Ainsi, tout acte de bonté est d’abord un acte d’humilité et l’action cohérente qui en découle est celle de la compassion, de la fraternité et de l’amour. L’être humain, sans l’humilité et la sollicitude peut basculer dans l’orgueil et devenir par la même occasion un tyran pour ses semblables. De la sorte, tout acte de progrès qui ne vise pas à rendre plus heureux les hommes est vain. Une nouvelle fois, cette formule incha Allah, loin d’être une expression d’inertie, affirme avant tout l’humilité du croyant et annonce toute la philosophie de bienveillance qui doit commander ses actes.
Le croyant, est appelé à agir sur son monde, à trouver les solutions à ses problèmes à améliorer sa condition de vie tout en se comportant en être responsable devant Dieu : « Invoquez votre Seigneur humblement et secrètement. En vérité, Dieu n’aime pas les transgresseurs. Ne semez pas le désordre sur la Terre, après que l’ordre y a été établi. Invoquez votre Seigneur avec crainte et espoir. La miséricorde de Dieu est à la portée de ceux qui font des œuvres salutaires. » (Coran, 7, 55-56). Cette exhortation à l’action traverse tous les domaines, qu’ils soient d’ordre médical, scientifique ou tout simplement ceux du savoir-vivre. Les versets coraniques abondent en ce sens.
La formule « il n’est de force et de puissance qu’en Dieu » est en réalité le résultat d’une profonde méditation sur la création ; elle est surtout l’aboutissement de l’humilité et de la juste reconnaissance de la Grandeur divine. Cette même sentence finit d’ailleurs souvent par se vider de sa substance et perdre ses couleurs lorsqu’elle est utilisée sans conscience, et de manière mécanique pour tout et n’importe quoi. Le croyant qui fait usage de cette expression a conscience d’une chose : tous ses projets ne peuvent être menés à bien qu’à l’aide d’une force bien au dessus de la sienne, car il ne détient en réalité aucun pouvoir entre ses mains, tout lui échappe et il est soumis aux lois de l’univers au même titre que toutes les autres créatures. Mais ladite force peut être sollicitée et c’est même un devoir que de la solliciter ! Conscient donc de cette formidable assistance qui peut lui être offerte grâce à la miséricorde divine, le croyant peut envisager tous les projets pour peu qu’ils soient nobles, et doit repousser sans cesse les limites pour mériter cette grande tâche qui consiste à être au service de ses semblables.
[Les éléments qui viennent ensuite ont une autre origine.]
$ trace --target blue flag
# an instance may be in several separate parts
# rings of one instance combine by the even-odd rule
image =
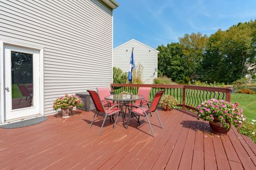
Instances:
[[[130,69],[128,72],[128,80],[131,83],[132,80],[132,70],[134,68],[134,60],[133,59],[133,47],[132,50],[132,55],[131,56],[131,60],[130,60]]]

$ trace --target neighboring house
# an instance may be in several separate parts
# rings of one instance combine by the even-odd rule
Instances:
[[[135,65],[140,63],[143,67],[143,83],[153,83],[154,79],[157,78],[157,54],[159,52],[135,39],[132,39],[114,49],[114,66],[128,72],[133,47]]]
[[[65,94],[110,87],[113,10],[118,5],[0,1],[0,124],[55,113],[53,101]]]

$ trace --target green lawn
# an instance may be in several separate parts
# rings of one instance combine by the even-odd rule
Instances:
[[[244,109],[247,122],[256,120],[256,95],[231,94],[231,102],[239,103],[239,107]]]
[[[248,88],[256,92],[256,86],[250,86],[248,87]]]
[[[154,89],[153,91],[153,89],[151,89],[150,100],[152,99],[153,94],[159,90],[160,89]],[[179,89],[173,89],[172,91],[166,91],[165,94],[171,95],[178,100],[179,103],[181,104],[182,91],[180,91],[180,90]],[[119,94],[123,91],[131,92],[133,94],[137,93],[137,90],[132,88],[116,89],[115,91],[116,94]],[[218,98],[218,97],[219,97],[220,100],[222,99],[222,97],[224,99],[225,99],[225,97],[223,96],[222,93],[210,93],[210,92],[203,93],[202,91],[189,89],[187,89],[186,96],[186,105],[193,107],[196,107],[204,100],[210,98]],[[253,119],[256,120],[256,95],[231,94],[231,102],[232,103],[236,102],[239,103],[239,107],[244,109],[244,113],[246,116],[247,122],[251,122]]]

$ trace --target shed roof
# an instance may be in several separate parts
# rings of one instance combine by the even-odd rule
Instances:
[[[142,42],[140,42],[140,41],[138,41],[138,40],[135,40],[135,39],[132,39],[130,40],[130,41],[127,41],[126,42],[125,42],[125,43],[124,43],[124,44],[121,44],[121,45],[119,45],[119,46],[118,46],[118,47],[114,48],[114,49],[116,49],[116,48],[119,48],[119,47],[123,46],[124,45],[125,45],[125,44],[126,44],[127,43],[130,42],[131,42],[131,41],[136,41],[136,42],[138,42],[138,43],[140,43],[140,44],[141,44],[141,45],[143,45],[143,46],[146,46],[146,47],[148,47],[148,48],[150,48],[151,49],[152,49],[152,50],[156,52],[157,53],[159,53],[159,51],[157,50],[156,49],[154,49],[153,48],[150,47],[149,47],[149,46],[147,46],[147,45],[143,44]]]

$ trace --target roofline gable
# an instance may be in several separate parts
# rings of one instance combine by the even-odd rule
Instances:
[[[157,53],[159,53],[159,51],[158,51],[158,50],[157,50],[156,49],[154,49],[153,48],[150,47],[149,47],[149,46],[147,46],[147,45],[143,44],[142,42],[140,42],[140,41],[138,41],[138,40],[135,40],[135,39],[132,39],[131,40],[129,40],[129,41],[127,41],[127,42],[124,42],[124,43],[123,44],[121,44],[121,45],[119,45],[119,46],[116,47],[116,48],[114,48],[114,50],[115,50],[115,49],[116,49],[116,48],[119,48],[119,47],[123,46],[124,45],[125,45],[125,44],[126,44],[127,43],[130,42],[131,42],[131,41],[136,41],[136,42],[138,42],[138,43],[139,43],[139,44],[141,44],[141,45],[143,45],[143,46],[146,46],[146,47],[148,47],[148,48],[150,48],[150,49],[152,49],[152,50],[154,50],[154,51],[155,51],[155,52],[157,52]]]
Toutes ses postures morales sont matérialisées physiquement par la soumission du corps (après celle de l’esprit) et exprimées lors des prosternations journalières et nocturnes. Elles sont surtout bien résumées dans les premiers mots de la sourate la plus récitée par le croyant : « Louange à Dieu, le Maître de l’univers, le Miséricordieux par essence, Le Très Miséricordieux par excellence».
Le croyant échappe à l’angoisse en prenant conscience que son Créateur l’encourage dans son effort à comprendre Son œuvre qu’Il lui dévoile progressivement et de manière quasi-pédagogique. L’homme face à tout cela, retrouve une pleine sérénité en se soumettant en
connaissance de cause et en vouant à Dieu une adoration non plus aveugle, mais pleine de bon sens.
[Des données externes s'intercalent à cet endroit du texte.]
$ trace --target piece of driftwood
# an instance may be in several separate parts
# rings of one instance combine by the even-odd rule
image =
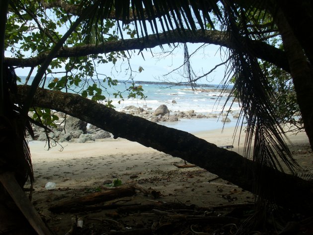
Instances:
[[[234,184],[222,184],[221,183],[214,183],[214,182],[203,182],[202,183],[210,184],[211,185],[215,185],[217,186],[231,187],[232,188],[238,188],[238,187],[237,185],[235,185]]]
[[[148,235],[152,234],[151,229],[130,229],[125,231],[111,232],[110,234],[114,235]]]
[[[208,180],[208,182],[211,183],[212,181],[213,181],[214,180],[216,180],[217,179],[220,179],[220,178],[221,178],[221,177],[220,176],[216,176],[216,177],[215,177],[214,178],[213,178],[212,179]]]
[[[95,204],[102,202],[110,201],[115,198],[127,197],[136,194],[135,188],[133,186],[118,187],[103,192],[91,193],[78,198],[62,201],[49,208],[52,212],[72,212],[72,210],[79,209],[84,206]]]
[[[195,167],[196,165],[193,164],[184,164],[183,165],[178,165],[178,164],[173,163],[173,165],[174,165],[177,168],[188,168],[188,167]]]
[[[134,206],[139,206],[141,204],[140,203],[130,203],[128,204],[109,204],[108,205],[104,205],[103,206],[82,206],[78,208],[72,208],[71,210],[71,212],[77,212],[82,211],[94,211],[101,210],[109,210],[112,209],[116,209],[120,207],[127,207]]]
[[[216,210],[226,208],[244,208],[253,207],[254,203],[237,203],[235,204],[220,205],[219,206],[213,206],[208,207],[200,207],[199,209],[204,210]]]
[[[34,230],[41,235],[51,235],[40,216],[22,190],[12,172],[0,174],[0,182]]]
[[[155,205],[153,204],[145,204],[138,206],[125,206],[117,209],[119,213],[129,213],[130,212],[138,211],[150,211],[154,208]]]
[[[75,226],[76,226],[76,217],[75,216],[72,216],[71,220],[72,226],[71,226],[71,229],[70,229],[70,230],[69,230],[69,231],[65,234],[65,235],[72,235],[73,234]]]
[[[239,222],[239,220],[228,216],[206,216],[201,215],[187,215],[184,214],[175,214],[167,211],[158,210],[152,210],[153,212],[161,216],[166,215],[172,220],[188,220],[196,223],[203,222],[210,224],[235,224]]]
[[[139,184],[136,183],[133,186],[136,189],[140,191],[144,194],[151,195],[154,198],[158,198],[163,196],[159,191],[156,190],[152,188],[147,188]]]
Les récentes découvertes en astronomie achèvent de montrer la petitesse de l’homme dans cet incroyable et immense univers. L’être humain qui fait chaque jour des découvertes aussi surprenantes les unes que les autres, se rend en même temps compte de l’étendue de ses méconnaissances et surtout de son impuissance ; les quelques lois qu’il découvre sont une goutte d’eau dans l’immense océan de règles qui régissent le cosmos. Enfin, ces lois une fois découvertes, loin de se soumettre à la volonté humaine, continuent de s’imposer à l’homme ; l’univers, pour fonctionner, n’a nullement recours aux services de l’être humain et le romantique Gérard de Nerval nous avait fait don de ces deux magnifiques vers : « Des forces que tu tiens ta liberté dispose/ Mais de tous tes conseils l’univers est absent ».
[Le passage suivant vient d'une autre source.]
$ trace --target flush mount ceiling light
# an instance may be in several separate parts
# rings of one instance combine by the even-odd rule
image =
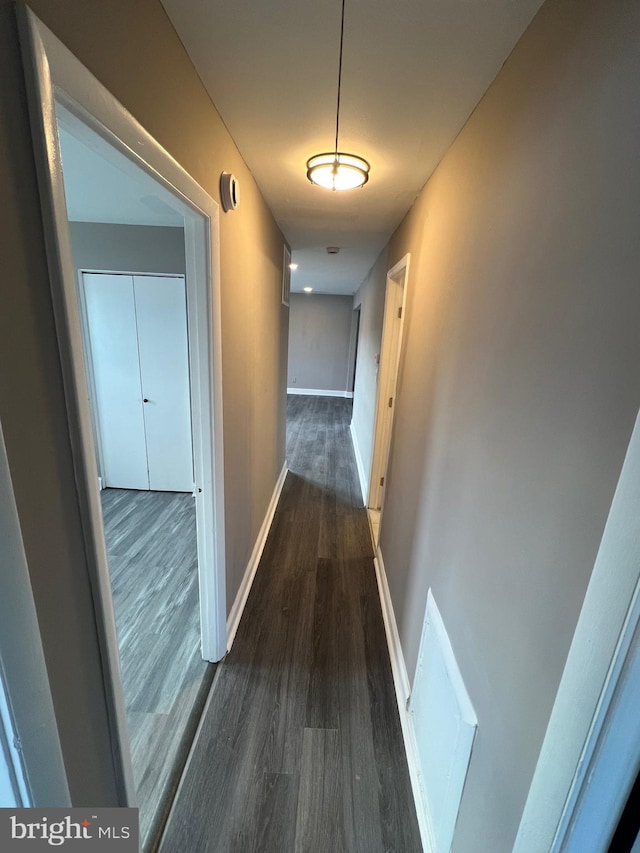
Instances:
[[[340,21],[340,59],[338,61],[338,102],[336,107],[336,144],[333,151],[314,154],[307,160],[307,178],[312,184],[327,190],[353,190],[369,180],[371,166],[357,154],[338,151],[340,135],[340,93],[342,89],[342,46],[344,44],[344,4]]]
Pour résumer et finir, le Coran loin de décourager les esprits pleins d’initiatives, invite les hommes à innover, à transformer, à rechercher et à interroger leur univers pour mieux en saisir le langage subtil. Dans cette quête de sens, l’homme retrouve progressivement et sûrement confiance en lui et parvient à parfaire sa soumission, une soumission pleine de grandeur puisqu’elle est
exprimée à l’endroit de Dieu : « Et c’est ainsi que nous étendîmes devant Ibrahim (Abraham) le Royaume des Cieux et de la Terre afin de le raffermir dans sa croyance » (Coran, 6, 75). Cette soumission enfin, oriente le croyant humble et entrepreneur sur la voie d’œuvres utiles à ses semblables et à l’environnement qui l’accueille.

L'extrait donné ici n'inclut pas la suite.